Electrostatics
Easy Overview
Ever rubbed a balloon on your hair and watched it stick to the wall? That's static electricity — the same force that causes lightning bolts. This chapter is about charges at rest: why they attract or repel, how to calculate the force between them, and what happens when you bring charges near conductors. It's the foundation of all electricity.
Coulomb's Law — The Force Between Charges
Like charges repel, opposite charges attract. The force between two point charges is F = k q₁q₂ / r², where k = 1/(4πε₀) ≈ 9 × 10⁹ N·m²/C². ε₀ is the permittivity of free space (8.85 × 10⁻¹²). The force is along the line joining the charges. Coulomb's law looks just like Newton's gravity law — but charges can attract or repel, while gravity only attracts.
Electric Field — The Invisible Influence
An electric field is the region around a charge where it exerts force on other charges. E = F/q₀ (force per unit test charge). For a point charge, E = kQ/r², directed radially outward (positive) or inward (negative). Electric field lines start from positive charges and end on negative charges. They never cross. The denser the lines, the stronger the field. It's like a wind map showing which way a charge would feel a push.
Electric Potential — Voltage for Short
Electric potential V is the work done per unit charge to bring a test charge from infinity to that point. V = kQ/r for a point charge. Potential difference ΔV = W/q — that's what we call voltage. Charges flow from higher potential to lower potential. Equipotential surfaces connect points with the same potential — no work is done moving a charge along them. They're perpendicular to electric field lines.
Capacitors — Storing Charge
A capacitor stores electrical energy. The simplest is two parallel plates: C = ε₀A/d, where A is plate area, d is separation. Capacitance C = Q/V — how much charge it holds per volt. Dielectrics are insulators that increase capacitance when placed between plates (by a factor of κ, the dielectric constant). Energy stored in a capacitor: U = ½CV² = ½QV. Capacitors in parallel add: C_total = C₁ + C₂ + ... In series: 1/C_total = 1/C₁ + 1/C₂ + ...

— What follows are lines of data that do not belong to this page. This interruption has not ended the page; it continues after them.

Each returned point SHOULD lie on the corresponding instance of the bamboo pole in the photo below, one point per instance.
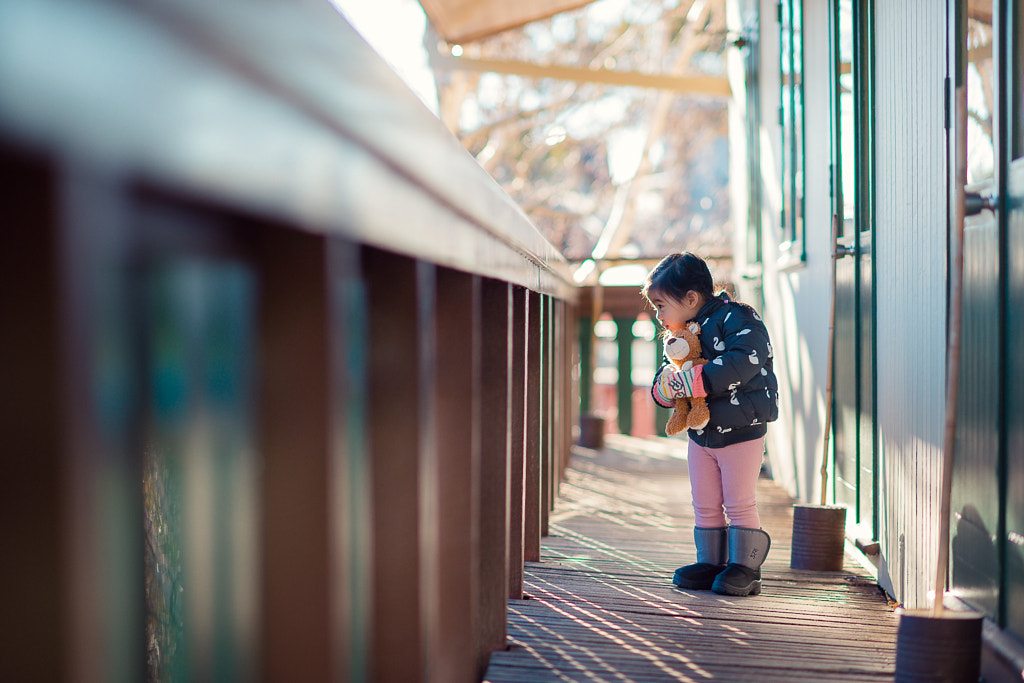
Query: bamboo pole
(832, 360)
(952, 360)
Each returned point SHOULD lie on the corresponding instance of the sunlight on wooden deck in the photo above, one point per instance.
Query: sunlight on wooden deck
(601, 606)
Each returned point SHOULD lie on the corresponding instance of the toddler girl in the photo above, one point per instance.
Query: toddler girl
(724, 457)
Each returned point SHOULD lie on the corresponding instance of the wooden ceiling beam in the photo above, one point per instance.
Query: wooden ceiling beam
(696, 85)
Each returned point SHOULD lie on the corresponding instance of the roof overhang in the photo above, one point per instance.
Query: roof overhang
(465, 20)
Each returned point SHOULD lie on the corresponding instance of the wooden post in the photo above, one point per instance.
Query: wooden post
(546, 414)
(624, 339)
(453, 479)
(295, 446)
(394, 366)
(517, 432)
(496, 438)
(534, 480)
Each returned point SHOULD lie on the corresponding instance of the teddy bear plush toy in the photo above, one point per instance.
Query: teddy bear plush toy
(683, 350)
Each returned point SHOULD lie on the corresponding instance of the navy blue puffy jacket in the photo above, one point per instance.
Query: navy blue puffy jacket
(742, 391)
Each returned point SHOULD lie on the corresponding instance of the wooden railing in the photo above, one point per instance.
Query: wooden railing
(288, 378)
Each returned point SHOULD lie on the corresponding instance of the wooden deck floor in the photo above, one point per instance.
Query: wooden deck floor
(601, 605)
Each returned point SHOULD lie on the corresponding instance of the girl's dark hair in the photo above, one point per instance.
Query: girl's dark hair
(678, 273)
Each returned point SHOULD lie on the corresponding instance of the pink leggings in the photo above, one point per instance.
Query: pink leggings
(724, 481)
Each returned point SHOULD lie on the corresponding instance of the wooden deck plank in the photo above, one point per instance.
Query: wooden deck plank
(601, 606)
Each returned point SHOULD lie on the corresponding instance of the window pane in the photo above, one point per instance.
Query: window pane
(980, 157)
(847, 141)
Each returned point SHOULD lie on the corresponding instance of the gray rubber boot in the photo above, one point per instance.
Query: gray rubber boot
(748, 549)
(713, 554)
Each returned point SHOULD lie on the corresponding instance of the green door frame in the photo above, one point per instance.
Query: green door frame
(855, 470)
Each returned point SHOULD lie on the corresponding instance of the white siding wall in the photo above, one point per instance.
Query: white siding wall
(796, 299)
(911, 286)
(910, 257)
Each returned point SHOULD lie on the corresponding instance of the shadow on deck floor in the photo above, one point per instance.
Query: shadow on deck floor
(601, 605)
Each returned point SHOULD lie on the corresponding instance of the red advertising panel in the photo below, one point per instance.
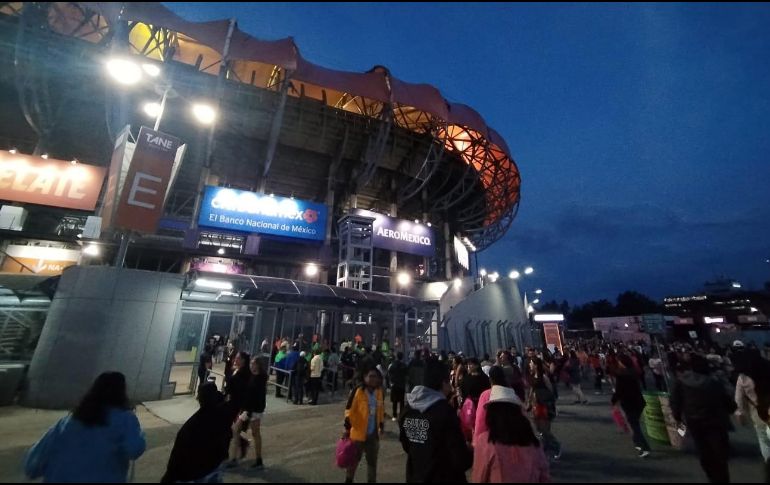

Gauss's Law — The Big Picture
Gauss's law says the total electric flux through a closed surface equals the charge enclosed divided by ε₀. Φ = ∮ E·dA = q_enclosed / ε₀. It sounds abstract, but it makes calculating fields for symmetrical charge distributions super easy. For example, the field outside a uniformly charged sphere is the same as if all charge were at the center. It's a shortcut — skip messy integrals when you have symmetry.
Key Points
- •Coulomb's law: F = k q₁q₂ / r², k = 9×10⁹ N·m²/C²
- •Electric field E = F/q₀, direction from + to −
- •Potential V = kQ/r, Potential difference = work/charge
- •Capacitance C = Q/V, Parallel plate: C = ε₀A/d
- •Dielectric increases capacitance by factor κ
- •Capacitors in parallel: C_total = C₁ + C₂ + ..., in series: 1/C_total = 1/C₁ + 1/C₂ + ...
- •Gauss's law: Φ = q_enclosed / ε₀
- •Electric field inside a conductor is zero (electrostatic equilibrium)
Practice Questions
- Two charges 5 μC and −3 μC are placed 20 cm apart. Find the force between them.
- Derive an expression for the capacitance of a parallel plate capacitor with a dielectric slab.
- State Gauss's law and use it to find the electric field due to an infinitely long charged wire.
- Three capacitors 2 μF, 3 μF, and 5 μF are connected in series to a 12 V battery. Find total capacitance and charge on each.